Given its wealth of programs written in a multitude of languages, Project CodeNet may serve as a valuable benchmark dataset for source-to-source translation. It can be used to develop machine learning models for programming tasks. Since each coding challenge in the dataset contains submissions of various programming languages, data scientists can use it to create machine learning models that translate code from one language to another.
According to IBM, this can be useful for organisations that want to port old code to new languages and make them accessible to newer generations of programmers and maintainable with new development tools.
Code correction
According to Github, the problem-submission relationship in CodeNet can be used for code search and clone detection. The code samples are labelled with their acceptance status and AI techniques can be explored to distinguish correct codes from problematic ones. Its metadata also enables the tracking of how a submission evolves from problematic to accepted, which could be used for exploring automatic code correction.
Regression studies and prediction
The rich annotations added to CodeNet make it suitable for a diverse set of tasks as opposed to other coding datasets that are specialised for specific programming tasks. Since each code sample is labeled with CPU run time and memory footprint, it can be used for regression studies and prediction.
Code recommendation and optimisation
CodeNet can also help to develop machine learning models for code recommendation. Recommendation tools could be as simple as autocomplete-style models that finish the current line of code to more complex systems that write full functions or blocks of code.
Since CodeNet has a wealth of metadata about memory and execution-time metrics, data scientists can also use it to develop code optimisation systems. Or they can use the error-type metadata to train machine learning systems that flag potential flaws in source code.
Code generation
A more advanced use case that would be interesting to see is code generations. CodeNet is a rich library of textual descriptions of problems and their corresponding source code. There have already been several examples of developers using advanced language models such as GPT-3 to generate code from natural language descriptions. It will be interesting to see whether CodeNet can help fine tune these language models to become more consistent in code generation.
Also Read: Take a Close Look at OCR
Early success of CodeNet
The IBM website highlights an early example of how CodeNet was used to modernise legacy code: “For example, a large automotive client approached IBM to help update a $200 million asset consisting of 3,500, multi-generation Java files. These files consisted of more than one million lines of code, developed over a decade with multiple generations of Java technology.
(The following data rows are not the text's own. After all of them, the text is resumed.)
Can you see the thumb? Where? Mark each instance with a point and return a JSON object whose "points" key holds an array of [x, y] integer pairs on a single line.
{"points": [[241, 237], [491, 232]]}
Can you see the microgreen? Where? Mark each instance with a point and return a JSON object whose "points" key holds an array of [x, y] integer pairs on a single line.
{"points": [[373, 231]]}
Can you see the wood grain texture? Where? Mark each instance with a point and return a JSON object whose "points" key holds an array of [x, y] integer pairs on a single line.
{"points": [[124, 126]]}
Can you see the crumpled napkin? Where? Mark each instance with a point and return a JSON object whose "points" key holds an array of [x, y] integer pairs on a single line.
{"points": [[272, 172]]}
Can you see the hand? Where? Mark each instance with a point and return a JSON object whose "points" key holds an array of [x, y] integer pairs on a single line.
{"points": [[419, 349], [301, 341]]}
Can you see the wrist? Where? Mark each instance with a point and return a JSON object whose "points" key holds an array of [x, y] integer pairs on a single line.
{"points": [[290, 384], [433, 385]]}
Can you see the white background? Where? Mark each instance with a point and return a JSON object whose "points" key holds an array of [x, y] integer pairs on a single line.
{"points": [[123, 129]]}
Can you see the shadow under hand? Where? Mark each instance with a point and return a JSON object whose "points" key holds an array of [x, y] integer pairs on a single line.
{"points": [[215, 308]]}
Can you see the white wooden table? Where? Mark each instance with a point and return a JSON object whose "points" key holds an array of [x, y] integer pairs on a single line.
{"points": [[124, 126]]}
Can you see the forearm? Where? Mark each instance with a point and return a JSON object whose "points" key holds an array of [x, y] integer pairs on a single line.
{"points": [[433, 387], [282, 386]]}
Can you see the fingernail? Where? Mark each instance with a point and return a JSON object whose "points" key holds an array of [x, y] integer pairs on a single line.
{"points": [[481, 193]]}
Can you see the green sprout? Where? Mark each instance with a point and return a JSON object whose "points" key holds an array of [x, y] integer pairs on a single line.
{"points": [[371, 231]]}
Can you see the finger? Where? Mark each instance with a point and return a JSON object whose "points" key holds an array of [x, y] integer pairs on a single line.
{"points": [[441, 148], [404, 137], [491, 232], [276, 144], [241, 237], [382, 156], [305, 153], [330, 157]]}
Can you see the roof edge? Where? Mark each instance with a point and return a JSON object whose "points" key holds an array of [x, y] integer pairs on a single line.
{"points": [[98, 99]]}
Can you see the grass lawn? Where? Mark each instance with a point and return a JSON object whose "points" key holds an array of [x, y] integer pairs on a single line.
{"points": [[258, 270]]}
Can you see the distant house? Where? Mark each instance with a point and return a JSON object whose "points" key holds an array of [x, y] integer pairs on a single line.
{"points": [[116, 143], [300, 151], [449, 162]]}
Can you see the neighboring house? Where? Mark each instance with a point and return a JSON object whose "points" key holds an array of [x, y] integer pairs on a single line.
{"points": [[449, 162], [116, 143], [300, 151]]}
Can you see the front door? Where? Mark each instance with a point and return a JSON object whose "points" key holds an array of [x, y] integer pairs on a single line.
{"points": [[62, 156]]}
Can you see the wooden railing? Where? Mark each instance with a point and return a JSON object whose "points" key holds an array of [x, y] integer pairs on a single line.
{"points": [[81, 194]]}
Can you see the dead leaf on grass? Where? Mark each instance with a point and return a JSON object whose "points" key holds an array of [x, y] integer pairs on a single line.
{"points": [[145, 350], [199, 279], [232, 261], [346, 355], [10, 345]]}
It was a complex monolithic application code, not conducive to cloud-based environments. By applying our AI for Code stack, we reduced the business’s year-long ongoing code migration process down to just four weeks, modernising and generating over 25 new cloud-native micro services by refactoring the legacy monolithic application code.”
That example is sure to be the first of many in the years to come which have been greatly sped up, and improved.